PDVSA, the country's national oil company, will reportedly carry out production improvements at its refineries and petrochemical sector in order to fulfill the new quota, details of which OPEC has not disclosed; del Pino said it has already launched an effort that includes co-operation with joint ventures and new contracting arrangements with service companies.

Despite Venezuela contributing to the global glut that not only resulted in market chaos but pushed that country to the brink of economic collapse, del Pino has stated "We are not tied to any dogma of reducing production" and claims his country was sought by OPEC for having the "leading strategies" to balance out the price of oil.

Analysts are not impressed by the Bolivarian republic's can-do attitude, especially considering the problems with the infrastructure of its industry and oil services companies retreating due to unpaid bills: "The downside risks for Venezuela's oil production seem to be increasing," Barclays said last week, adding that its output could decline to end the year at around 2.1 million bpd.

Erwin Cifuentes, a contributing editor for Southern Pulse Info, is even more severe in his outlook: he writes, "daily production could fall below 1.9 million bpd for the first time since 1989, and around a 40 percent drop from 1998."

One sign that Venezuela is desperate to regain its status on the international front is a report that Franciso Perez Santana, Head of Mission at the Venezuelan Embassy in Barbados, is trying to persuade Barbados to purchase oil under the PetroCaribe agreement set up by former Venezuelan president Hugo Chavez in 2005.

Despite the deal being rejected because it was not in the island's best interest, Santana told Barbados Today, "Do you know that with PetroCaribe, you can pay for oil over 25 years with a two-year break before the first payment?"

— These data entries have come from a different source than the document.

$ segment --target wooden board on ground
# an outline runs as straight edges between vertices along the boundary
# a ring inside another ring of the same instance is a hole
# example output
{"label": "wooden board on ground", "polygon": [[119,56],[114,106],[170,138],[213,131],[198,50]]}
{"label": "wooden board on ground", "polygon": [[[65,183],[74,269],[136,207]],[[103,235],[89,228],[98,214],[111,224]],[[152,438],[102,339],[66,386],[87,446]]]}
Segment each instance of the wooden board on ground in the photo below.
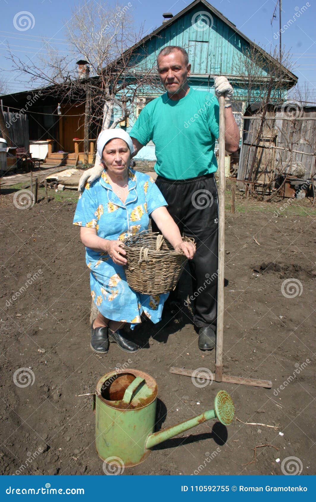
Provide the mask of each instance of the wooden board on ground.
{"label": "wooden board on ground", "polygon": [[79,180],[83,172],[83,169],[63,169],[46,176],[46,180],[47,181],[56,181],[64,185],[66,188],[77,190]]}

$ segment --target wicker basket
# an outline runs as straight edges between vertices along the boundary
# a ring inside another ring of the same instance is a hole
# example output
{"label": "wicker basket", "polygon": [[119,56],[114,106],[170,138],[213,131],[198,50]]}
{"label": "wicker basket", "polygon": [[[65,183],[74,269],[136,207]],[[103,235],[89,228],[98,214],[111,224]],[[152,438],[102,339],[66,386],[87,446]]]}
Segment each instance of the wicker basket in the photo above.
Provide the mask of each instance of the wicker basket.
{"label": "wicker basket", "polygon": [[[186,242],[194,239],[183,238]],[[129,286],[145,295],[160,295],[174,289],[187,258],[158,232],[141,232],[124,241]]]}

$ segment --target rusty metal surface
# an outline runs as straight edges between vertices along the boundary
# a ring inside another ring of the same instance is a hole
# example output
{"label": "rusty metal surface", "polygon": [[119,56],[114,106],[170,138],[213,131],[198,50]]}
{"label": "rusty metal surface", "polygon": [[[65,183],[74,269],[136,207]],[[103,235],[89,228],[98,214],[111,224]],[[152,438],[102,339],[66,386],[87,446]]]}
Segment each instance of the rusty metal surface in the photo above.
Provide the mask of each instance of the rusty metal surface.
{"label": "rusty metal surface", "polygon": [[[126,389],[138,376],[143,378],[145,385],[140,388],[129,403],[122,400]],[[96,384],[95,393],[105,404],[118,410],[139,410],[148,406],[157,398],[158,387],[150,375],[138,369],[117,370],[103,375]]]}

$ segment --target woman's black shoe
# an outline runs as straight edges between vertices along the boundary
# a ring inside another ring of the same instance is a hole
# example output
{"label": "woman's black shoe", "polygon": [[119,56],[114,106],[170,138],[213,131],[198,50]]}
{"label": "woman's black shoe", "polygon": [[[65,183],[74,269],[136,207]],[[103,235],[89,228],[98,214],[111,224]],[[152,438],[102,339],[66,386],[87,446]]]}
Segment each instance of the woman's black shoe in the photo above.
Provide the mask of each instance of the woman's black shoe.
{"label": "woman's black shoe", "polygon": [[91,325],[91,341],[90,346],[94,352],[106,353],[109,350],[108,328],[106,326],[93,328],[94,319]]}
{"label": "woman's black shoe", "polygon": [[128,340],[123,335],[125,333],[123,329],[117,329],[113,331],[111,328],[109,328],[109,341],[117,343],[120,348],[125,352],[137,352],[140,347],[130,340]]}

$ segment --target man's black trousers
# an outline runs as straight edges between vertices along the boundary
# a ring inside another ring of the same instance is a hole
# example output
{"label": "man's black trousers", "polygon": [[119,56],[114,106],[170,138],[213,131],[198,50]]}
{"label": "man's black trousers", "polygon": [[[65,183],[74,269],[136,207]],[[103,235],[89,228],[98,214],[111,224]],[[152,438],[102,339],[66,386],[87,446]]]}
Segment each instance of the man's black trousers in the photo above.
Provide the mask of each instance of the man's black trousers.
{"label": "man's black trousers", "polygon": [[[168,211],[180,233],[194,238],[196,252],[189,260],[192,278],[195,326],[216,329],[218,281],[218,205],[213,174],[188,180],[158,176],[156,183],[168,203]],[[152,220],[153,231],[159,231]]]}

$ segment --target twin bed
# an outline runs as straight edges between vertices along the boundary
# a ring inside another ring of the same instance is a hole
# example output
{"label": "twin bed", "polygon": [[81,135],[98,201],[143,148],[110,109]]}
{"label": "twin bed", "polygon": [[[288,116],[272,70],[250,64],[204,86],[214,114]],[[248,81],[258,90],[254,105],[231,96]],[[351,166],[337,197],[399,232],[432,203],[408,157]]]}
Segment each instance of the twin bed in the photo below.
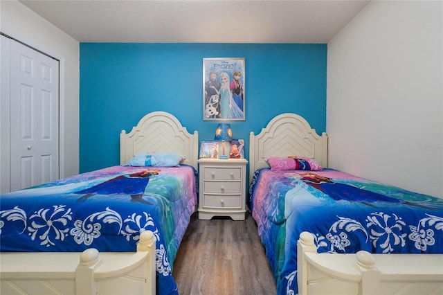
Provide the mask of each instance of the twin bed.
{"label": "twin bed", "polygon": [[443,199],[325,168],[327,151],[293,114],[251,133],[248,206],[278,294],[443,294]]}
{"label": "twin bed", "polygon": [[156,111],[122,131],[120,166],[2,195],[0,293],[177,293],[197,155],[198,133]]}
{"label": "twin bed", "polygon": [[[293,114],[249,145],[248,206],[279,294],[443,294],[442,199],[325,168],[327,136]],[[2,195],[0,293],[177,292],[198,145],[197,132],[151,113],[122,132],[121,166]],[[146,151],[186,159],[124,165]]]}

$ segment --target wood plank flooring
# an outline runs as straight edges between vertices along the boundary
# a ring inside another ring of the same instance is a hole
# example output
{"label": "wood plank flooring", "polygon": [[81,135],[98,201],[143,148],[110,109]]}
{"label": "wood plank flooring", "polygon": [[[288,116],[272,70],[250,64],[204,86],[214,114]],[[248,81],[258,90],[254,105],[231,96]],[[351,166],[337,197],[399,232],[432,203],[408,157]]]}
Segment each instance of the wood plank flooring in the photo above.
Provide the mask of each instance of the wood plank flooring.
{"label": "wood plank flooring", "polygon": [[180,295],[276,294],[264,247],[250,213],[244,221],[198,213],[181,241],[172,276]]}

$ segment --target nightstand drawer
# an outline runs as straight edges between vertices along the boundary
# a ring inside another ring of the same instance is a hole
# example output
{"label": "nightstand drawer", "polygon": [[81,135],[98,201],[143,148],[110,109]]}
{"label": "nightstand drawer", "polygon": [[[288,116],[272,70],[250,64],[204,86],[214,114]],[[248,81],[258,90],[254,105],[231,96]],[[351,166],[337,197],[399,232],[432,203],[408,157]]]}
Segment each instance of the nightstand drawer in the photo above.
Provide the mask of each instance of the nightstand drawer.
{"label": "nightstand drawer", "polygon": [[242,168],[217,168],[205,167],[203,175],[205,179],[219,180],[240,180],[242,179]]}
{"label": "nightstand drawer", "polygon": [[242,193],[240,181],[205,181],[204,193],[239,194]]}
{"label": "nightstand drawer", "polygon": [[206,195],[204,197],[205,207],[241,208],[242,198],[236,195]]}

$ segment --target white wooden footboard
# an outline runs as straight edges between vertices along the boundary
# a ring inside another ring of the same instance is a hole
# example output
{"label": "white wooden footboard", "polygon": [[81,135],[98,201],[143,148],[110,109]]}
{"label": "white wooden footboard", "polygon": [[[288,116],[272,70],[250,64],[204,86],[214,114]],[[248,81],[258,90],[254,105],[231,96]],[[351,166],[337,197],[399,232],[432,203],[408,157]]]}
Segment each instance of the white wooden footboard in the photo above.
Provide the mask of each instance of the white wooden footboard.
{"label": "white wooden footboard", "polygon": [[443,254],[318,253],[304,232],[297,258],[300,295],[443,294]]}
{"label": "white wooden footboard", "polygon": [[2,253],[0,294],[155,294],[155,257],[147,231],[135,253]]}

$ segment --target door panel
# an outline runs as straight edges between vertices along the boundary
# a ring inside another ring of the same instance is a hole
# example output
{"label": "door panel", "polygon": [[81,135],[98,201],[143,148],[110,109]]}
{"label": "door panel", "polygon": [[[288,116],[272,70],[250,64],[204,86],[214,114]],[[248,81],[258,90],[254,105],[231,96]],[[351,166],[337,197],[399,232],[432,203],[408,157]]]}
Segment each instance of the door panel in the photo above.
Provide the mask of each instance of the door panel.
{"label": "door panel", "polygon": [[10,43],[11,190],[58,179],[58,61]]}

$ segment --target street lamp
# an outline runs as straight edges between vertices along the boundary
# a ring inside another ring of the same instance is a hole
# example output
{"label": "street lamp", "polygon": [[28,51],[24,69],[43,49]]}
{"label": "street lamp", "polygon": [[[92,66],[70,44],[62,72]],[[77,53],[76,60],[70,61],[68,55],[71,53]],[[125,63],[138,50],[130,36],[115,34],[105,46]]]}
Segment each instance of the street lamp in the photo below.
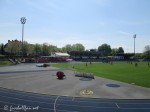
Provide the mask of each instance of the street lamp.
{"label": "street lamp", "polygon": [[22,24],[22,60],[23,60],[23,34],[24,34],[24,24],[26,23],[26,18],[22,17],[20,21]]}
{"label": "street lamp", "polygon": [[133,35],[134,38],[134,57],[135,57],[135,38],[136,38],[136,34]]}

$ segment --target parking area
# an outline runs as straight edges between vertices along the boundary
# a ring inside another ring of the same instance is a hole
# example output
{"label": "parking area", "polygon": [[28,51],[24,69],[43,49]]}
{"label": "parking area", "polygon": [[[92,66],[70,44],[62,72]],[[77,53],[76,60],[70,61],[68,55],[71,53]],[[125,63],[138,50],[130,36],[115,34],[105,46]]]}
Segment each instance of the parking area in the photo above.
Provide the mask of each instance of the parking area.
{"label": "parking area", "polygon": [[81,98],[0,88],[1,112],[149,112],[150,100]]}
{"label": "parking area", "polygon": [[[66,79],[58,80],[57,71],[63,71]],[[36,67],[35,63],[0,67],[0,87],[58,96],[150,99],[149,88],[100,77],[85,80],[70,69]]]}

Santana, whose nation is suffering from massive civil unrest, skyrocketing crime, and lack of basic services, added, "In Jamaica with PetroCaribe, there is a social program to build houses and others to help people with their health: it is not just to buy or sell oil or to set up an oil refinery to produce petroleum products, it is also for the people's development."

Instead of predicting Venezuela's resurgence of production, most economists are focused on the impending collapse of its economy, with observers such as Nick Cunningham pointing out that all it would take at this point is the complete shut down of the Guri dam, which produces three-quarters of the nation's electricity, for "a full-blown humanitarian crisis" to erupt.